Something happens to me every time I turn right onto Cool Spring Lane, the monastery's driveway. I started coming to this place several years ago, not long after I had first been appointed to my church. The monks start most of their services in the chapel with the words, "O God, come to my assistance. O Lord, make haste to help me." These words have held many meanings for me.
In the early years of my appointment, I was longing for any kind of help. I was seemingly wandering in the wilderness with a task so great that I was desperate for all the help I could get. I had been appointed to turn around a church that was close to closure and had no idea where to start. I came to Holy Cross to pray, to find a sense of normalcy in the pattern of the days, to hear God's voice.
It then became my practice to travel to Berryville every Lent. I would come the week before Holy Week. The same prayer would be spoken, "O God, come to my assistance. O Lord, make haste to help me." During these times, I was desperate for a rockin' Easter sermon that would mesmerize the Easter crowds. I would devour books by NT Wright and carefully craft sermons for Holy Week and Easter.
There have been other times when I've read six books while here (I read four this week) and then planned an entire year's worth of sermons (I also planned sermons through July 19 of next year!). The prayer is still the same when the object of my time is such a task, "O God, come to my assistance. O Lord, make haste to help me."
My time at Holy Cross became such an important rhythm of my year that our Staff Parish Relations Committee held me accountable to coming. They even made me come just before marriage - making sure I was led beside still waters as a way of preparing me for such an important covenant.
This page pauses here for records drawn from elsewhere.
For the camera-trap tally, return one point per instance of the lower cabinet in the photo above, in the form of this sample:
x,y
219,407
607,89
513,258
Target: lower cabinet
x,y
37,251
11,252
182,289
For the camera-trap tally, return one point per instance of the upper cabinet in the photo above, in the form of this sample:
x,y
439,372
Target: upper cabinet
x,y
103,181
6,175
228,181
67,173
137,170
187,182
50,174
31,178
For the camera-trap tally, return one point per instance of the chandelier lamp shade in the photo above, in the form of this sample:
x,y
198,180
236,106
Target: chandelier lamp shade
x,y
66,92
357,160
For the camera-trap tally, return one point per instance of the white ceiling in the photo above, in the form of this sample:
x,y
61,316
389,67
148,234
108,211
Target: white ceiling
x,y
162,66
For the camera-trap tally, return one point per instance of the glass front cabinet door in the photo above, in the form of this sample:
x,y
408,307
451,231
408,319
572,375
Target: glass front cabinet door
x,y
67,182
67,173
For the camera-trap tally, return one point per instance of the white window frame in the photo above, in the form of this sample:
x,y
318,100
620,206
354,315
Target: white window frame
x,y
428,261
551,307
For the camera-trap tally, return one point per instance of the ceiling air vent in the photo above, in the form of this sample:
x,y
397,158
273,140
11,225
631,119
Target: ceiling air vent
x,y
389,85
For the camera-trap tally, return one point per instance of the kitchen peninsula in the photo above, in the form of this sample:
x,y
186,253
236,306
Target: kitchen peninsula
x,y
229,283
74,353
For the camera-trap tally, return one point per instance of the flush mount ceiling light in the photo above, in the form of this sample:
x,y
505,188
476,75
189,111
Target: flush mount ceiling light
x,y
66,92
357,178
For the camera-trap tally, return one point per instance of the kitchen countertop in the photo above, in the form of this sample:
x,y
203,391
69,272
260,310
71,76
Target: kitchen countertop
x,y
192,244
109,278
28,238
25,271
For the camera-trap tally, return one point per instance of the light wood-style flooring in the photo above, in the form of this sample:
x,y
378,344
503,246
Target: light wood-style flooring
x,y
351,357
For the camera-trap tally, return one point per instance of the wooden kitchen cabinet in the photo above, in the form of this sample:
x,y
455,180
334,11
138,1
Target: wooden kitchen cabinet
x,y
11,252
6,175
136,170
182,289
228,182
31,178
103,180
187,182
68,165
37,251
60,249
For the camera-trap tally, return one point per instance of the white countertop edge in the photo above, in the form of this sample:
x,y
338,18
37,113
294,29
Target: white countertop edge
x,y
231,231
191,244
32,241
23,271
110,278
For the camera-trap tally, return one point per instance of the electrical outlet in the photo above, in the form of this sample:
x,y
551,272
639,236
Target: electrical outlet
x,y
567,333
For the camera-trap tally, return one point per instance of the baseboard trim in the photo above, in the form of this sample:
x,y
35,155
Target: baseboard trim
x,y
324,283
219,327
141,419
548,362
This week is a little different. I came here this week to actually write a book. I used to describe myself as "Writer Wanna Be," and I'm ready to write. I'm ready to make the dream a reality. I have stories to tell about the journey I've been on with my congregation during the last nine years. The book will read like fiction - sad, funny, honest and heart-filled - but it will all be true. My prayer is that it can be both a companion and a resource for pastors and congregations who are being led to dream a new dream for God's church. I thought I had a clearly marked path for my time at the monastery this week. I've written three chapters, something I now realize is like birthing a child - it's hard and painful. And yet, God had different plans for my week.
God knew we needed to fall in love with each other all over again.
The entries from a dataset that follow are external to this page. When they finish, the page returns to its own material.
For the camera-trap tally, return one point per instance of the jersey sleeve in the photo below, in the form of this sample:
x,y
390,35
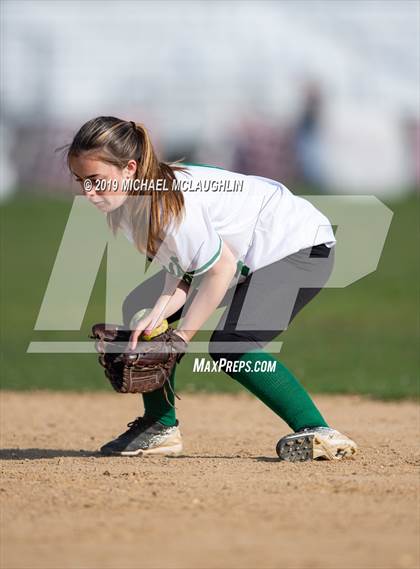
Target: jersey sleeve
x,y
195,242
My heart and soul have been the stage on which an intense battle has been unfolding between my ego and God. My ego has done everything possible to put God in God's place, to lead me off into the sunset where life is more about me than anything else - where my dreams of becoming a respected writer and speaker are fulfilled. I still believe God is going to use me in this capacity. I believe writing is part of my vocation - that it needs to accompany my first vocation of pastor. But what God has showed me this week is how God has been longing to hear the very same cry coming from my lips, "O God, come to my assistance. O Lord, make haste to help me." God has been longing to take over the battle - to show me that it's not one in which I need to be involved but rather one I need to let go of completely. God has been doing everything possible to show me in a million possible ways of how God is at work in my life and in the life of our congregation. And so I'm preparing to leave - but only after rededicating my heart and life to Christ. I'm ready to journey again knowing that my soul desire is to be used - an empty vessel ready to be filled and then poured out for others - that they might know the joy I've found in Christ.
I've never been to the monastery at any time in the year other than Lent. The scenery is fully alive. Every living thing seems to be proclaiming the glory of the Lord - from the sunset to the bunny in the yard to the little white skunk found along the fence last night. It's a rather gorgeous thing to proclaim the glory of the Lord - don't you think?
I'm ready to go and do the same.
One thing I know for sure - God always keeps God's promises. Thank you, God.